On June 15, 1999, eBay acquired all of the outstanding stock of alando.de.AG. alando began operations on February 19, 1999 and is Germany's leading online person-to-person trading community. The aggregate consideration exchanged for the merger was 316,000 shares of eBay common stock. The merger has been accounted for as a pooling of interests.
On October 3, 2002, we completed our acquisition of PayPal, Inc. in a tax-free, stock-for-stock transaction. PayPal provides a global payments platform and is headquartered in Mountain View, California. We acquired PayPal to provide a significantly improved customer experience to eBay's users by making their trading experience easier, safer, and faster. The PayPal financial statements will be included in our consolidated financial statements effective with the October 3, 2002 acquisition date. The purchase price reflects the issuance of approximately 24,000,000 shares of our common stock to PayPal stockholders using a fixed exchange ratio of 0.39 shares of our common stock for each PayPal share of common stock outstanding on October 3, 2002. In addition, we assumed PayPal's outstanding stock options. The fair value of the shares of our common stock issued and PayPal options assumed is based on a per share value of $57.92, which is equal to our weighted average closing share price for the five trading days surrounding the July 8, 2002 acquisition announcement date.
On February 23, 2005, we acquired Viva Group, Inc., which does business under the name Rent.com, for a cash purchase price of approximately $415 million plus payments for net cash and investments of approximately $18 million. Rent.com is an Internet listing website in the apartment and rental housing industry.
On August 30, 2005, we acquired Shopping.com Ltd., or Shopping.com, for a purchase price of approximately $685.3 million. We acquired all outstanding shares of Shopping.com's common stock for $21 per share in cash totaling approximately $634.5 million and we assumed Shopping.com's outstanding common stock options, valued at approximately $43.2 million. The total purchase price also includes approximately $7.6 million in estimated acquisition-related expenses. Shopping.com is a provider of online comparison shopping and consumer reviews.
On October 14, 2005, we acquired all of the outstanding securities of Skype Technologies S.A. ("Skype"), for a total initial consideration of approximately $2.6 billion, plus potential performance-based payments of up to approximately $1.3 billion. In addition, we agreed to assume Skype's stock options outstanding as of the closing date and convert them into options to acquire approximately 1.9 million shares of our common stock. The initial consideration of approximately $2.6 billion is comprised of approximately $1.3 billion in cash and 32.8 million shares of our common stock.

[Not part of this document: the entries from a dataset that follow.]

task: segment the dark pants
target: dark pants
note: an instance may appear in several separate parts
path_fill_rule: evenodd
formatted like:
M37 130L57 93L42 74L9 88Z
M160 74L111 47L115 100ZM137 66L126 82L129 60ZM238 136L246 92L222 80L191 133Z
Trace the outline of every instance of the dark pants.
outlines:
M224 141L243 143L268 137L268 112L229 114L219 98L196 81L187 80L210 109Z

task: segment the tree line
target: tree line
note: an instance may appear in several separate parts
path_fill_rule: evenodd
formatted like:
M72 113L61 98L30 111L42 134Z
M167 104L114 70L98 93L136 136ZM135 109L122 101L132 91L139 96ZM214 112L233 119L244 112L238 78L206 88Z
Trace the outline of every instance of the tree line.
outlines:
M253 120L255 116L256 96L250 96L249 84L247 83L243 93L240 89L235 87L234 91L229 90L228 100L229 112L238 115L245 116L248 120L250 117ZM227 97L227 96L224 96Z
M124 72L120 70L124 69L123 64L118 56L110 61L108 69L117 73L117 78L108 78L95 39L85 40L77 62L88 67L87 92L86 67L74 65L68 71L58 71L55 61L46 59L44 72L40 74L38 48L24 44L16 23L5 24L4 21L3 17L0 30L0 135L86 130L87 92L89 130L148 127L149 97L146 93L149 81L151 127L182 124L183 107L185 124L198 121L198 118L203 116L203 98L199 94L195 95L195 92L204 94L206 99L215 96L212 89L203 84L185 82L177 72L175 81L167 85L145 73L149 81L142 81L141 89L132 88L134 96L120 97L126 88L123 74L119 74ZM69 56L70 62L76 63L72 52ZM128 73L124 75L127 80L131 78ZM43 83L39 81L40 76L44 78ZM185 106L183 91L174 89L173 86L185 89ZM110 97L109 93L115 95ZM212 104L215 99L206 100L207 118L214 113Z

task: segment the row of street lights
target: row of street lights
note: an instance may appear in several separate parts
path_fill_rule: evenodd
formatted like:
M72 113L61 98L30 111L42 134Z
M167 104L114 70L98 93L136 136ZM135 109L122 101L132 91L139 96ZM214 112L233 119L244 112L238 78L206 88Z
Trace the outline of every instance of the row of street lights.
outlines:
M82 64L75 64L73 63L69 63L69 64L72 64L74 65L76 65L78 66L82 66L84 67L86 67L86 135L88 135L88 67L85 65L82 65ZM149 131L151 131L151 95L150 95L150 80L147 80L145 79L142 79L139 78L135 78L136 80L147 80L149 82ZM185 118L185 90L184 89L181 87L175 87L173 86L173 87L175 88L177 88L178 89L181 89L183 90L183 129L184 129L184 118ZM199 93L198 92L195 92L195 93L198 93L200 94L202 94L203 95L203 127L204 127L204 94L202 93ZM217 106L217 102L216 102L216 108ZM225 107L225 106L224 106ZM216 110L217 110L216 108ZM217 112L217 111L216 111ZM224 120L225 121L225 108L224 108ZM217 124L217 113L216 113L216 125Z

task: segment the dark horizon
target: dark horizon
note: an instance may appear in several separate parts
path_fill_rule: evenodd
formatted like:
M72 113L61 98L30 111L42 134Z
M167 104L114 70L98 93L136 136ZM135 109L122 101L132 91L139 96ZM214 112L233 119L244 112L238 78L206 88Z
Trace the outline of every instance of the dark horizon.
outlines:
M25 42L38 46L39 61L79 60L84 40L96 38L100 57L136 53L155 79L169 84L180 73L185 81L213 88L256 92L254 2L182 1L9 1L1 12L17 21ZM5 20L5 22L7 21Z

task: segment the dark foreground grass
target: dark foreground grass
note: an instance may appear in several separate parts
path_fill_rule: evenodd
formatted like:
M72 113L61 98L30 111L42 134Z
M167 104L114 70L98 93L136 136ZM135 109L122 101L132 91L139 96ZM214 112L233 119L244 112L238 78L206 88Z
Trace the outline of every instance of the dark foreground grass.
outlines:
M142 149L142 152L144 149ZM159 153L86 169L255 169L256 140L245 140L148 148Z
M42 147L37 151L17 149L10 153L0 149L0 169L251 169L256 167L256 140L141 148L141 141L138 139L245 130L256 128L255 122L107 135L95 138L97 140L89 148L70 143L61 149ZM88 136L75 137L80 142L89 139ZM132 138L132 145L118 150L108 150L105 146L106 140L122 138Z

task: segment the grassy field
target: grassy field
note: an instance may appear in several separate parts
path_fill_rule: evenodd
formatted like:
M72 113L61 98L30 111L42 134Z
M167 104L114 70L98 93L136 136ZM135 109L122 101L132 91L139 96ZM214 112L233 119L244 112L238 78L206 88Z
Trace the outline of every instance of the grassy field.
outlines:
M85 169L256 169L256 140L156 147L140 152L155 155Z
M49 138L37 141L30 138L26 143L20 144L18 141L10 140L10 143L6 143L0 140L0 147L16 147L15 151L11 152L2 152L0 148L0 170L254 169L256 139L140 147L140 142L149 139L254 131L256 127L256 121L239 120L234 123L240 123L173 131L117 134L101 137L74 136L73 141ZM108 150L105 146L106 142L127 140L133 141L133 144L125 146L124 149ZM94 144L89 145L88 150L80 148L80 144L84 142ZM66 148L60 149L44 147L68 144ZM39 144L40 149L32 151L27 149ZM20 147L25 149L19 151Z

Impairment of goodwill was $1.4 billion for the year ended December 31, 2007. We conducted our annual impairment test of goodwill as of August 31 in accordance with SFAS No. 142, "Goodwill and Other Intangible Assets." As a result of this test, we concluded that the carrying amount of our Communications reporting unit exceeded its fair value and recorded an impairment loss of approximately $1.4 billion (including a $530.3 million payment related to the earn out settlement agreement with certain former shareholders of Skype) during the year ended December 31, 2007. The impairment resulted from an updated long-term financial outlook for the Skype business developed as part of our strategic planning cycle conducted annually during our third quarter.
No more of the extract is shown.